Overall Experience - 8.1
Summary : This classic Trenton spot has is a local favorite and they are known for their famous tomato pies. If you're anywhere near Trenton, it's worth a visit.
In late 2011, the owners of the original De Lorenzo’s in Trenton, New Jersey announced that they’d be closing their renowned pizza place after nearly 65 years in business. Although there are outposts on Hamilton Street in Trenton (owned by a different family) and on Route 33 in Robbinsville (owned by the same family), it is the original location — on Hudson Street — that has always garnered the most attention and longest lines.
I made it my mission to visit the original location before it closed. But long story short, they have very limited hours (they’re only open after 4PM a few days a week) and I wasn’t able to make it down to Trenton at those times. So I settled for the second best thing: De Lorenzo’s at 1007 Hamilton Avenue. The good news is, that if you’re reading this, it’s probably still in business and bustling. And if you’re passing through Trenton, you should check it out.
Although I can’t compare the Hamilton Street location to the original, I can compare it to other spots I’ve visited in New Jersey. Although the pies is better here than somewhere like Federici’s (Freehold, NJ), it doesn’t quite live up to that at Star Tavern (Orange, NJ). The Trenton area, and De Lorenzo’s in particular, is know for its tomato pies. I know what you’re thinking — doesn’t all pizza have tomato sauce on it? Legend (or rather a peak in the kitchen) has it that Trenton tomato pies are put together backwards. First cheese and toppings are place on the dough followed by a sauce comprised of seasoned, crushed plum tomatoes. As you might imagine, it’s the sauce which makes these pies special.

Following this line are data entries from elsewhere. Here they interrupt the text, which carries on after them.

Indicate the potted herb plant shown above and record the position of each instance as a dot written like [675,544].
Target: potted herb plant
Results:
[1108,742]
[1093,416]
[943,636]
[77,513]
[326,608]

We ordered three pies: (1) a tomato and cheese pie, (2) a pie with cheese, garlic and asparagus, and a (3) a tomato and cheese pie with half sausage and half mushrooms. Although the asparagus with nothing to rave about, our first pie was solid and the sausage was a nice complement. The mushrooms were cooked well, but I preferred my pie without them. Pies some in two sizes: small — which range from $11-$15 and large — which range from $14-$20. It’s nice that they’ll do half and half, and three small pies were just a little too much for our party of four.
The place itself is no frills — a rectangular space with benches along the walls and tables in the middle. About 50 people can fit inside. With the closing of the original De Lorenzo’s it will be interesting to see how business is impacted at this outpost. On a Tuesday in late December, it was bustling during lunchtime (the original location is closed at lunch anyway) with a 10-15 minutes wait for our party.
While it is certainly worth that wait if you live in the area or are passing through, I’m not sure it warrants a trip all the way to Trenton. Unlike its brethren in New Haven, De Lorenzo’s is not a destination pizza place.